Talleres, entre dos aguas
¿Hay futuro más allá de Klusener y Olego? El sufrido 2-2 ante Libertad dejó interrogantes para el futuro de Talleres, que irá en busca del ascenso.
La clasificación anticipada a la Segunda Fase, un hecho casi inédito para Talleres en el Argentino A, llegó con sufrimiento. Ni siquiera hubo festejos en el estadio Mario Kempes, porque la compleja ingeniería de este torneo y un partido que se demoró más que la cuenta por sucesivos cortes de luz le impidieron a jugadores, técnico, dirigentes e hinchas tener las cuentas claras apenas concluyó el 2-2 ante Libertad.
En realidad, y a consideración lo que la "T" mostró en el campo de juego, no había demasiado para celebrar. En todo caso, el ingreso al selecto grupo de los 11 equipos que lucharán por el primer ascenso representa por ahora un desahogo, un alivio. No mucho más.

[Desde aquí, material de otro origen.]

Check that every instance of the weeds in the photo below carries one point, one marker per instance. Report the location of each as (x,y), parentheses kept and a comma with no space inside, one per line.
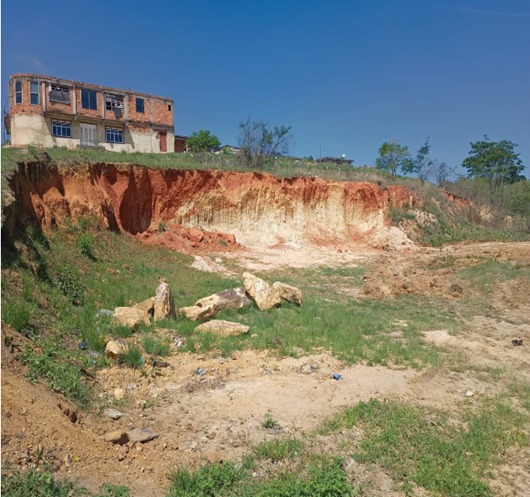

¿Talleres tiene chances de alcanzar el objetivo excluyente de retornar a la B Nacional? Es la pregunta que quedó flotando en el ambiente del mundialista en la noche del sábado. Los silbidos y algunos abucheos, más que un veredicto, asomaron como un síntoma de preocupación. A todos los que vieron la última puesta en escena albiazul les quedó claro que así será difícil y que hay mucho por mejorar de aquí hasta el 10 de marzo, cuando llegue la hora de la verdad.
Aquella noche de verano...
“Si ‘Cacho’ no se pone loco, este equipo seguramente podrá lograr el ascenso”, reflexionó un simpatizante de la “T” tras el 0-1 con Belgrano, en el clásico veraniego del pasado 21 de enero. Más allá del traspié, el conjunto de Arnaldo Sialle había dejado una buena impresión aquella noche, en la que exhibió mucha determinación y lució cómodo con un dibujo 4-4-2.
Pero cuando hubo que jugar “por los porotos” se lesionaron el distinto Gabriel Carabajal y el refuerzo Aníbal Medina, y el DT albiazul optó por rearmar su estrategia con un 3-4-1-2. Con ese sistema, el conjunto de barrio Jardín alternó buenas y malas –en lo futbolístico y también respecto a las otras variables que dan sustento a un candidato–, y cosechó dos victorias, dos empates y un traspié.
La actuación ante Libertad, quizá la más floja de todas, generó incertidumbre y dejó interrogantes. El principal es si Talleres tiene futuro más allá de la capacidad goleadora de Gonzalo Klusener y del gran momento de Franco Olego.
¿Hay que jugar con enganche?, ¿Agustín Díaz puede ser el conductor?, ¿por qué los carrileros juegan tan contenidos?, ¿Cháves, Nievas y Bazzi se pueden equivocar tanto?, ¿Javier Villarreal será capaz de aportar más que “chapa” y experiencia?, ¿Requena o Aguiar? Algunas de las incógnitas de este Talleres que es favorito por obligación.
Sialle será el responsable de encontrar las respuestas en las próximas tres semanas.